LEE BROCK is Co-Artistic Director and a founding member of The Barrow Group with whom she has appeared in and directed numerous plays. Directing: Abigail’s Party, The Pavilion, Art, Orange Flower Water, The Timekeepers, Uncle Vanya and others. Acting: The Kennedy Center, Manhattan Theater Club, Playhouse 91, the Lucille Lortel Theater, the Perry Street Theater, La Mama e.t.c., and others. Her television appearances include ORANGE IS THE NEW BLACK, LAW & ORDER, LAW & ORDER: SVU, LAW ORDER: CRIMAL INTENT and guest spots on SEX & THE CITY, THE INVISIBLE MAN, THE GUIDING LIGHT, and THE DOCTORS. Film: TADPOLE, IMAGINARY HEROS, EXTREME MEASURES, & LABOR PAINS. She has been a professional acting coach and teacher based in New York City for the last twenty years.

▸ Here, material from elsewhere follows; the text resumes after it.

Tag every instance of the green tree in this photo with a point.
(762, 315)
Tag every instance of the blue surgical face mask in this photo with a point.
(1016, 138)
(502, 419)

Sam Trubridge works between the roles of performance artist, director, designer, and curator. He is known for his strong visual style and creation of genre-carking new event formats for the performing arts, chiefly in his role as the artistic director for the trans-disciplinary performance company The PlayGround NZ Ltd, and founder of The Performance Arcade: an annual festival of performance art on Wellington Waterfront, New Zealand. With The PlayGround Sam has directed and designed The Restaurant of Many Orders at London’s Sadler’s Wells, Wellington’s Te Whaea National Centre for Dance + Drama, and for a tour of three venues around Italy. In 2008 he collaborated with Professor Philippa Gander at Massey University’s Sleep/Wake Research Centre to direct and design the award winning Sleep/Wake (Wellington, Auckland, and New York). Sam’s work has been published and exhibited in various international contexts, including the Prague Quadrennial and World Stage Design. He has presented work at festivals and venues in Europe, Australia, Asia, and the Americas; and has written articles on performance for various publications worldwide. He is currently the Oceanic editor for World Scenography, a survey of performance design from 1975-2020. Sam conceived, directed and curated The Performance Arcade, a new performance festival on Wellington’s waterfront that has run annually since 2011. The success of this concept continues to support the growth of experimental performance practises in NZ, and has received various awards, citations and commissions.
La MaMa Umbria International
La MaMa Umbria International provides artists from around the world with residency programs and intensive workshops. For over 25, La MaMa Umbria has fostered cross-cultural and international exchanges and creative collaborations. Hundreds of artists have found Umbria to be a space that is beautiful, spiritually enriching, welcoming, and open to bold artistic experiments.